"Racist" Buddhist monks hope for "ethnically clean" Tibet?
6 comments
Comment from: Roy-Arne Varsi
@ roy-arne varsi
functionalistic only as an attempt to demonstrate a nationalistic faction of buddhists? it begs the question, why go through the trouble?
im not sure marranci set out to crush the notion that buddhists are an all omni-philanthropic group, so much as to detail cases contradicting the idea since such events get very little to no coverage.
to the idea that buddhists can be vicious to the philanthropic concepts of ethics is hardly shocking to me as buddhists are still homo-sapien sapiens
Comment from: Yak Herder
This really isn’t a good piece, and certainly isn’t ‘anthropology’ as I would recognise it (apparently he’s in a theology department). As far as I can tell from Doc Marranci’s blog, he’s never been to Tibet (despite his endless trumpeting of his ‘method’) and has only read one article on the topic, whose conclusions look rather different from the way Marranci portrays them. So I wonder if he’s really an academic. While there certainly were anti-Hui attacks in the March protests, there is no evidence whatsoever that they were instigated by the monks or the Dalai Lama, which is just Beijing-inspired fantasy. This is about economic competition, not religious ethnic cleansing.

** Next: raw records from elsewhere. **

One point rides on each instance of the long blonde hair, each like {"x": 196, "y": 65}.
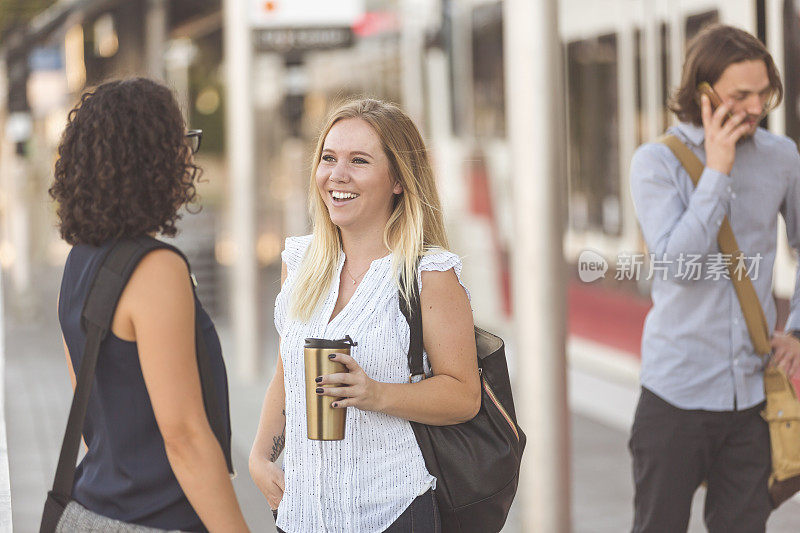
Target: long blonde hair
{"x": 414, "y": 226}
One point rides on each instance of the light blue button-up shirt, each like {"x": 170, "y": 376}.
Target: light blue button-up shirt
{"x": 696, "y": 351}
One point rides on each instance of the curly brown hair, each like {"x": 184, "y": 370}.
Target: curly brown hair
{"x": 707, "y": 56}
{"x": 124, "y": 165}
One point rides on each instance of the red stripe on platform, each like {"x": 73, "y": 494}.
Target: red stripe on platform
{"x": 611, "y": 317}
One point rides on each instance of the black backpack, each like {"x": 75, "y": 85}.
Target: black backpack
{"x": 476, "y": 463}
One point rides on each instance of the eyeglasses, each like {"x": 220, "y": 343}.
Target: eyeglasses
{"x": 195, "y": 137}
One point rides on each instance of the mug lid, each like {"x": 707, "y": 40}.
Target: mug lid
{"x": 345, "y": 343}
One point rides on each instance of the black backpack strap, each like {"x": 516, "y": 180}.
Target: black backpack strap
{"x": 98, "y": 312}
{"x": 414, "y": 319}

Also, Marranci does a fine job of self-aggrandising himself as the only person (apart from Fischer) who knows about this, when it’s actually long documented by a variety of Tibet anthropologists, just ones who actually read some books rather than spending all their time looking at press cuttings. Read the original Fischer article, not Marranci’s histrionic persecution polemics.
Comment from: lorenz
Marranci is an anthropologist and as you can read on the about-page he has specialised in studying muslim communities and the anthropology of Islam. He criticizes the mainstream media coverage and yes, he is not the only one. I’ve read several related pieces recently actually, mostly not written by journalists, but by academics. Marrancis’ posts are generally well researched
Comment from: selim karlitekin
London Review of Books have some open letters in response to zizek’s move
Comment from: heartfortibet
Yak Herder sounds like Free Tibet Campaigner-AHA. This guy is in denial about Tibet and Tibetans-big time! If that is you pal, how can you claim you are an expert when you only went to Tibet for a short trip in the 1990’s? You certainly know how to talk the talk, but did you ever really walk the walk? Leave Marranci alone and get back to your lost campaign! People in Tibet don’t benefit from your campaign, so get real. Marranci is only stating the truth-hurts so bad, doesn’t it?
First of all it seems like he is treating all the tibetans as a homogenous group which they are not. My second thought is that he to easily explain the attack on the muslim store and family with ethno-nationalism. It is to much functionalistic in my ears.